Meskipun fenomena terjadinya
kejahatan sangat rumit, akan tetapi ada hal yang sangat penting yang perlu kita
simak dari beberapa hal di atas. Bahwa kejahatan seyogyanya selalu dicegah
keberadaanya, jangan sampai keberadaanya justru dikarenakan kebijakan yang
salah arah, tentunya dalam hal ini adalah kebijakan pemerintah.

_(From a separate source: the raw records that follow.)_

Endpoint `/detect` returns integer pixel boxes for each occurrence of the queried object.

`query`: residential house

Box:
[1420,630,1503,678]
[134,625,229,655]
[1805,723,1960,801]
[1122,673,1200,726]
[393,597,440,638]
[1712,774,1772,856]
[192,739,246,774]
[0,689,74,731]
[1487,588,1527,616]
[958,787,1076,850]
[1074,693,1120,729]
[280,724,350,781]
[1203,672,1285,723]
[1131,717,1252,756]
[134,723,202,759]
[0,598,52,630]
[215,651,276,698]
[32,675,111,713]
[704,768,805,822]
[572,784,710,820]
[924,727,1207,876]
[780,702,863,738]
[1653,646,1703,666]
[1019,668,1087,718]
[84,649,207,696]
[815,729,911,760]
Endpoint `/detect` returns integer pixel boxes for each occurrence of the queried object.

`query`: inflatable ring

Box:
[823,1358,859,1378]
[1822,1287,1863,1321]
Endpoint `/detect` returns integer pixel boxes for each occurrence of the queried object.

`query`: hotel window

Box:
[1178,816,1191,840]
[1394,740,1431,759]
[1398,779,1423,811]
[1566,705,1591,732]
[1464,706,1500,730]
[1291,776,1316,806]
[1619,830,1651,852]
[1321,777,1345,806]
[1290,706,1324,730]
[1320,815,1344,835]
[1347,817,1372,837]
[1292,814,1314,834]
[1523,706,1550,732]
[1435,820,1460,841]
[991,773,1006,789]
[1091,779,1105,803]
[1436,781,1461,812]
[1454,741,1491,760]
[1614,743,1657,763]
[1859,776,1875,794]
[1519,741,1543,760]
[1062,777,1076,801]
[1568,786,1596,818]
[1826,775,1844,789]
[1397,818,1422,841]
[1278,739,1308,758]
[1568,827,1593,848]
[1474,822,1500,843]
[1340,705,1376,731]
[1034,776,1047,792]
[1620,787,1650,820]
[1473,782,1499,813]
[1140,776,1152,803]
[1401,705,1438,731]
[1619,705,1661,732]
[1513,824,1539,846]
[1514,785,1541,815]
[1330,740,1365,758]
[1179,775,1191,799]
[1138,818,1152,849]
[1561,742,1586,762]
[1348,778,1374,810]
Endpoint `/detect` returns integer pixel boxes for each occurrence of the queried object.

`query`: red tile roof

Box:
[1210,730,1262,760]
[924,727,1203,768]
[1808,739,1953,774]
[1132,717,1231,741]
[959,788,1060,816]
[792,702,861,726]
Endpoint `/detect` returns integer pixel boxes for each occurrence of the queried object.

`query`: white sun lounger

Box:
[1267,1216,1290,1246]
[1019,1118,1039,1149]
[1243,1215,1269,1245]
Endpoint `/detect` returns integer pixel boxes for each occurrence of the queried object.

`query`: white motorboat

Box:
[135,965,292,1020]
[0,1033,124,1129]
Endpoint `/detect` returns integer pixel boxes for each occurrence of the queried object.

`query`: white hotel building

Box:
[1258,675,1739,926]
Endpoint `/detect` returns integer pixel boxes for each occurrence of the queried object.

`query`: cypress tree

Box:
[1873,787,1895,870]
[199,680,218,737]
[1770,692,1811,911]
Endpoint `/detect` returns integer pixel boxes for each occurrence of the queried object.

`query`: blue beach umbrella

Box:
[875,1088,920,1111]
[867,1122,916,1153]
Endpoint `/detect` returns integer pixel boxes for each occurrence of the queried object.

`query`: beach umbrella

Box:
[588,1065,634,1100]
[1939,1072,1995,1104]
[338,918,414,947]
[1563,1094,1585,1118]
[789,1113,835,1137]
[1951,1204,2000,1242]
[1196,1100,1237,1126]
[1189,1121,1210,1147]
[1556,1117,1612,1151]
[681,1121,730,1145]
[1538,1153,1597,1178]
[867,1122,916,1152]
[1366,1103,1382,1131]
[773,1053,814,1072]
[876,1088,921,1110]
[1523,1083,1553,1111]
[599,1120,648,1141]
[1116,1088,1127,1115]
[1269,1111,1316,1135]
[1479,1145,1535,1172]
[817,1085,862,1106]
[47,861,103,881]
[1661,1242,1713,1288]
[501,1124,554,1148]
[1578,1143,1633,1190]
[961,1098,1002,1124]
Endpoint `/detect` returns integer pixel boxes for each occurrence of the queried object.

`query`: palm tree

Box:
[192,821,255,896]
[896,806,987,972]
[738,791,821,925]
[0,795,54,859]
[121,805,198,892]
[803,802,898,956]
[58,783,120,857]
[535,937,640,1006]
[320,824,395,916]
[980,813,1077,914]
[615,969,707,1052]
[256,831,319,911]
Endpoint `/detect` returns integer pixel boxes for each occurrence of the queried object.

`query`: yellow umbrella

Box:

Terkadang kejahatan agak membias
ketika disandingkan degan sikap otoritarianisme pemerintah. Seolah tak ada
aturan atau undang-undang yang dapat dikritik, bahwa suara eksekutif adalah
suara langit yang tentu benar, dan kejahatan itu hanyalah sebab dari sikap
rakyat sendiri tanpa campur tangang pemerintah (kejahatan produk
undang-undang). Pada ujungnya kejahatan yang dilakukan oleh negara akan segera
menjelma menjadi “Perfect Crime”,
disebabkan hukum dan sistem hukum menjadi bagian dari kejahatan itu sendiri.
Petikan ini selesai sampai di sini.